Even the Solaris environment suffers from the quality of 3rd party software, though. Large database systems like CRM (Customer Resource Management) tools offer the Enterprise great advantages and are often considered to be ‘Mission Critical’. Unfortunately, the software itself and its underlying database system rarely meet the demands of real, critical tools. This is true in both the Unix and Windows worlds. These are the tools that will make your phone ring in the middle of the night.
So our only real way to manage emergencies before they arise is to go back to the basics of system design. Here are some very basic principles or questions to ask when designing an Enterprise server. The list is presented with the highest priorities first:
- Make the system stable with only the minimal set of options and services installed. If a service allows you remote access to the box, is secure and stable then it’s probably a good idea to install it. However, why would you put the security and availability risk represented by Outlook on your server? Why would you sacrifice system performance, stability, etc., by installing a web server on your DNS system? Minimize the system configuration!
Where possible design the system with as much of the configuration in hardware as possible
Critical elements, like power supplies should be redundant and hot-swappable
Do not create complicated disk sets in software. Plan to purchase disk controllers that are SCSI based, allow for hot-swapping drives and that store the array configuration on each disk. Do not use the Windows NT/2000 disk tools for drive configurations unless you are working with attached storage offered through a SAN
Be leery of mixing Enterprise services like DNS, DHCP, etc., on the same system that is offering other application services like a database
Do not overly complicate the hardware or software mix on the system. For instance, the Compaq management tool described above makes remotely managing the server much easier…unfortunately; it also increases the odds that you will have to remotely manage the server through poor quality drivers and services.

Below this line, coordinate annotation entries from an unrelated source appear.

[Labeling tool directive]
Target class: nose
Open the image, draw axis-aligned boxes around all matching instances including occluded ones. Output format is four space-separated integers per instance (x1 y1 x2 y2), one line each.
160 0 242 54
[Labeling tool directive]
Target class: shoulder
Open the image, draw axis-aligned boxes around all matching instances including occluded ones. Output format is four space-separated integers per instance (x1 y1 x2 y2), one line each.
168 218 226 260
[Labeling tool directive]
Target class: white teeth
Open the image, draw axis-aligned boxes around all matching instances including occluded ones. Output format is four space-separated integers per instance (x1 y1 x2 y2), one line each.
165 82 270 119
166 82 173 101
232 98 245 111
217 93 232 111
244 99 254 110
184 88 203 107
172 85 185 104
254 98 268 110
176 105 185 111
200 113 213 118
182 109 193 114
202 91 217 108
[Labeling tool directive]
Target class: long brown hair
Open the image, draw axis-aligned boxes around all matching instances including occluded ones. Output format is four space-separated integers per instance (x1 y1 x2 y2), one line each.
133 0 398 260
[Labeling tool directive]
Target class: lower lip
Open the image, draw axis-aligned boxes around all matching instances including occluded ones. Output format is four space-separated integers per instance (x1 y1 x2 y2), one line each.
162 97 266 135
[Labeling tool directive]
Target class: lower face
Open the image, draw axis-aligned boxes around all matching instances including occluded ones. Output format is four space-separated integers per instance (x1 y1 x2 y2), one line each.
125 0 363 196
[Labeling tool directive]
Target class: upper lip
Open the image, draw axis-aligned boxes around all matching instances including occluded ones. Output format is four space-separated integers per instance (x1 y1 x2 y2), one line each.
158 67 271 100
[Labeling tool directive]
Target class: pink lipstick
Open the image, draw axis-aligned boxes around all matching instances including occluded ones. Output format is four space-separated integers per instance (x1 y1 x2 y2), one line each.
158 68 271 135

Performance—Do you want a fast car or one that lasts a while with minimal required attention? Of course you don’t want everyone mailing you with a complaint that logins are extremely slow. But you also don’t want everyone to be unable to email you because the fast, critical system isn’t even available. Performance is secondary to everything else on this list. If you have a performance issue when everything else is right, you probably need to rethink the architecture of all your systems, not just this one, because the implication is that you are doing too many of the wrong things on many of your machines. You’re also likely to notice that when the performance suffers overly much, all these other guidelines are probably not being satisfied either.
Using these suggestions as my basic criteria, I have been able to create and maintain Windows NT and 2000 systems which have only required a reboot for the installation of patches, etc. In the cases where I have been forced to install a 3rd party or questionable tool as an Enterprise service, my crew and I have been very successful in creating systems whose only emergencies arise because of those tools and not because the basic system has failed. Using these guidelines allows us to approach the high-availability/stability and performance that your buddies over in the Unix group demand and enjoy.